Милашевич долгое время жил в усадьбе на правах то ли друга, то ли приживала-развлекателя; он, впрочем, занимал место садовода, возился в ганшинской оранжерее, а также придумывал для его карамельной фабрики конфетные обертки, или фантики, как их называют дети. Эту фабрику Ганшин поставил как будто наобум, не позаботясь об отдаленности сахарного сырья. Однако выписанный из Вильны инженер-управляющий, немец Фиге сверх ожиданий наладил вполне доходное производство на местной картофельной патоке, начинки фруктовые и медовые обогатил ликером из трав, коим издавна славился Воскресенский монастырь, агар-агар для обеспечения прозрачности получался из местных водорослей,— так что ганшинская продукция уже и в обеих столицах бросала вызов братьям Эйнем, Абрикосовым и Сиу. Милашевич успех предприятия объяснял отчасти популярностью фантиков. Эти бумажки занимали его как феномен провинциальной культуры, как средство просвещения и воздействия на умы. Кроме рисунка (в два-три цвета) и названия на них печатались полезные советы, сельскохозяйственные рекомендации, мудрые изречения, приметы погоды и предсказания на год. Была карамель «Гадательная» с изображением карточных мастей: «Туз бубен означает, что задуманная тобой особа честна,  благородна.  Предвещает  перемену жизни к приятному». Была карамель «Опохмельная» с добавкой секретного травяного экстракта и увещевательными виршами:

Карамель «Именинная» выпускалась на разные имена, преимущественно женские, с изображением белокурой или черноволосой красавицы (впрочем, на одно и то же лицо), выпиской из святцев, а иногда и поздравительным стишком. Трудно предположить, что каждому виду фантиков соответствовал свой сорт продукции — слишком их выходило много. После революции, когда фабрика надолго остановилась, оказалось, что их напечатало впрок на несколько лет. Было время, когда оборотная сторона этих неразрезанных полос оставалась в окрестностях единственной бумагой.
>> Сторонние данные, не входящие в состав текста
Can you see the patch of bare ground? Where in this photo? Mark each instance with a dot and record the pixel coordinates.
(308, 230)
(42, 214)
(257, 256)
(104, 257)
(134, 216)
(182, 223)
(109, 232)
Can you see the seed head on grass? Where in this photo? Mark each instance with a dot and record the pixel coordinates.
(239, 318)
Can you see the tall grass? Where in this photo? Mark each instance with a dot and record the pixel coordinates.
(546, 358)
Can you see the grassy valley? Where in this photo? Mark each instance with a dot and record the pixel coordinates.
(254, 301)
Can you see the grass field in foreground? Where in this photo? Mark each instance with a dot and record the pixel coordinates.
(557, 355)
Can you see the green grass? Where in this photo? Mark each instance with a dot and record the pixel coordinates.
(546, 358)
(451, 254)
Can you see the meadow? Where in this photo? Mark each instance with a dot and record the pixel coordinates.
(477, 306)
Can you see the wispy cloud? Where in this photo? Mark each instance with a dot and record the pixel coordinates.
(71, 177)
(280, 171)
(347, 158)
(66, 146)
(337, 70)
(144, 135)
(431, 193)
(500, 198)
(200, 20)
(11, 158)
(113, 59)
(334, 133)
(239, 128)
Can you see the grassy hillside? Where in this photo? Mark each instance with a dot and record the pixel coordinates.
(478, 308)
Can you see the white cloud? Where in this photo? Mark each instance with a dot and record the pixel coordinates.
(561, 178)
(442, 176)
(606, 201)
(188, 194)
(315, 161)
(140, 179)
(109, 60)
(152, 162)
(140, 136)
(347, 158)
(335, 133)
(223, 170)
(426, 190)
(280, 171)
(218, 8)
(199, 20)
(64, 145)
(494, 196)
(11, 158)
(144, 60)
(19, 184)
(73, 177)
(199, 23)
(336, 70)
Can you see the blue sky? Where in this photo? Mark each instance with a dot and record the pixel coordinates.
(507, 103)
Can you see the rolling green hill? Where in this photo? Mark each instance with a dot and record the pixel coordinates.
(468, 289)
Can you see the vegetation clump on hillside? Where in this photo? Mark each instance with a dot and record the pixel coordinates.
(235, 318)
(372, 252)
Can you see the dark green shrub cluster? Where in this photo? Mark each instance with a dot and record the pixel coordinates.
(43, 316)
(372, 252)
Ее использовали для писем, листовок, мандатов и продовольственных карточек. На крупных листах в 1920 году было напечатано несколько номеров столбенецкой газеты «Поводырь» (справа от заголовка, поясняя его, мускулистый рабочий в фартуке вел за руку к восходящему солнцу крестьянина с запрокинутой головой слепца). Лизавин держал в руках даже денежные боны из фантиков, предназначенные для некой «Лесной коммуны»: на обертках «Шоколадного лебедя», «Крестьянской» и «Красной розы» соответственно типографские надпечатки: «Пятьсот рублей», «Тысяча рублей» и «Три тысячи рублей» с печатью и роскошной подписью некоего А. Комара.

«Провинциальный вкус может меняться,— проповедует у Милашевича в одном из рассказов перед богачом-меценатом человек, называющий себя «придумыватель картин».— Но во все времена большинство людей будет от рождения знать наизусть «У попа была собака», и эта собака будет занимать в их душе место рядышком с Пушкиным. Не стоит ею свысока пренебрегать, иначе мы не поймем внутренней жизни нового сиротского слоя, что все больше заменяет прежнее крестьянство, не поймем тот народ будущего, который восторжествует при любом повороте истории. Не поймем, наконец, чего-то существенного в самих себе».
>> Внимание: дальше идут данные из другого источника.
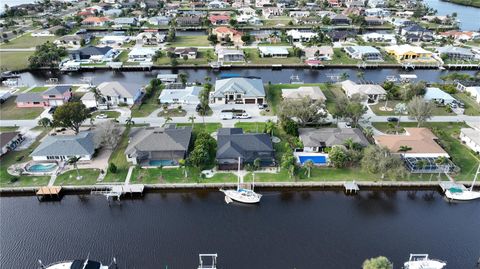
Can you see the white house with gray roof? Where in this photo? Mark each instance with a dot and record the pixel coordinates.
(238, 91)
(112, 94)
(158, 146)
(63, 147)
«Верно ли стыдиться общих мест? — продолжает он время спустя.— Есть смысл и прелесть в открытии известного еще египтянам. Музыка выражает то, чего не смогут выразить слова. Как глубоко, как прекрасно замечено! Это вы сами придумали? В том-то и дело, что сами, впервые, и не имеет никакого значения, что это уже тысячекратно прозвучало до вас. Поверьте. Открытие каждый раз гениально, как любовь, когда всякий заново уверен, что ничего подобного еще не было до него за века человеческой истории. Умирали тоже миллионы до нас, но вы-то умрете впервые и единственный раз, прочувствуйте это». И в другом месте: «Именно первоосновы жизни банальны. В искусстве человек жаждет узнавать знакомое, себя самого, за то и гениев ценит: как верно подмечено, Господи! Вот и у нас так же, и мы все это испытывали. Мы ценим в гениях, по сути, то же, что и в цыганском романсе: совпадение с собственной душой, оправданность ожиданий — ну, конечно, обновленных складностью, даже изяществом выражения, нам не всегда доступными».